The investigation is a long overdue probe into foreign residential property investment. Foreign investors are legally allowed to buy new or off the plan property, but it is illegal for foreign investors to buy established property.
National Property Buyer’s Robert Di Vita says the investigation is greatly needed and the apparent success so far in uncovering potentially illegal purchases is promising.
“I think there has been a failure in FIRB’s ability to police and prosecute foreign investors that flaunt Australian investment rules. FIRB hasn’t prosecuted since 2006 and it’s good to see substantive action finally being taken.”
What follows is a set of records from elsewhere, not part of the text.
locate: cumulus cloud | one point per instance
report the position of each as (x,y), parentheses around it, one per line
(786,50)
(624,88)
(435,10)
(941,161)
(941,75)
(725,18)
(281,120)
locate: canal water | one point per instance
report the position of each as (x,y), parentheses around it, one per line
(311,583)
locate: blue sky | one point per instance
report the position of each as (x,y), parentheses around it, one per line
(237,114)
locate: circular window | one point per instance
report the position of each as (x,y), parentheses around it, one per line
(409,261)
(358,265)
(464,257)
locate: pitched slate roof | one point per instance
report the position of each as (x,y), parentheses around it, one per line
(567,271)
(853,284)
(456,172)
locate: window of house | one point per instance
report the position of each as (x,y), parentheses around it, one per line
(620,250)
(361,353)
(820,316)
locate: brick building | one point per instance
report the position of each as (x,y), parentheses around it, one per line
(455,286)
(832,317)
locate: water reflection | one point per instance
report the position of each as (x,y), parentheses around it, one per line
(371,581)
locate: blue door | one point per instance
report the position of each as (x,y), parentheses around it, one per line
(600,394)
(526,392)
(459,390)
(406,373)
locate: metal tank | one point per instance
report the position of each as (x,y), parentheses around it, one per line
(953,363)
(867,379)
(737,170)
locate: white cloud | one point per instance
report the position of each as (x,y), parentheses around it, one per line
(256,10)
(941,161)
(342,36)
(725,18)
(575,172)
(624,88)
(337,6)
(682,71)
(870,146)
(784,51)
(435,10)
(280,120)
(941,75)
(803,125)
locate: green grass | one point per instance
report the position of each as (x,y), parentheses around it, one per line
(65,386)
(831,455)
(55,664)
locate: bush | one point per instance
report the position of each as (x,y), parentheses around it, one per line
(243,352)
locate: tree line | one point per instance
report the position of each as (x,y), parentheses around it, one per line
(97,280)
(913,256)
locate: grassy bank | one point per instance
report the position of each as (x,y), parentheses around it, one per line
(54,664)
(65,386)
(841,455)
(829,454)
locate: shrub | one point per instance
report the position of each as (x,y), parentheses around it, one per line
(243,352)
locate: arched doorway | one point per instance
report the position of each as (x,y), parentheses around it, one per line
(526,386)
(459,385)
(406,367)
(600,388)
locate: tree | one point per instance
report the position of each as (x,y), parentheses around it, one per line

However, time is running out for buyers to meet the November 30th deadline to come forth and declare illegal purchases without being referred for criminal prosecution. Illegally purchased property will still have to be sold within 12 months.
The majority of declared investigations seem to be the result of “dob-ins” rather than buyers coming forward, according to Tax Commissioner Chris Jordan, also present at the Wednesday announcement.
That trend appears to have been a common theme throughout the investigation – when the Treasurer announced an update in the investigation in June, 40 out of the 195 current cases were due to referrals from neighbours, while only 24 were a result of buyers approaching FIRB.
Prior to Wednesday’s announcement, there have been seven divestments of property. The sale of five more properties in Adross (WA), Stretton (QLD), Labrador (Gold Coast, QLD), Elizabeth Bay (NSW), and Underdale (SA) were announced, owned by nationals from Singapore, Indonesia, UK, and China.
The purchase prices of these properties ranged from $265,000 to $8.1 million and were made either without the approval of the Foreign Investment Review Board approval, or were granted approval by the FIRB but subsequently broke the laws due to a change of circumstances.
It remains to be seen how many unlawful purchases the FIRB will uncover and how much in dollar value has changed hands.
According to a press release from the Treasurer’s office, the transfer of compliance functions to the ATO has played a significant part in the crack down.
The statement said over “3,000 pieces of information relating to suspected breaches have come to light via data matching with third party sources including the Foreign Investment Review Board, Immigration, AUSTRAC and state and territory land title offices.”
“I know everyone wants investment in the property market, and foreign investors are absolutely encouraged and welcomed to put their money in Australia. However, we must all respect and obey the laws that govern foreign investment purchases” said Di Vita.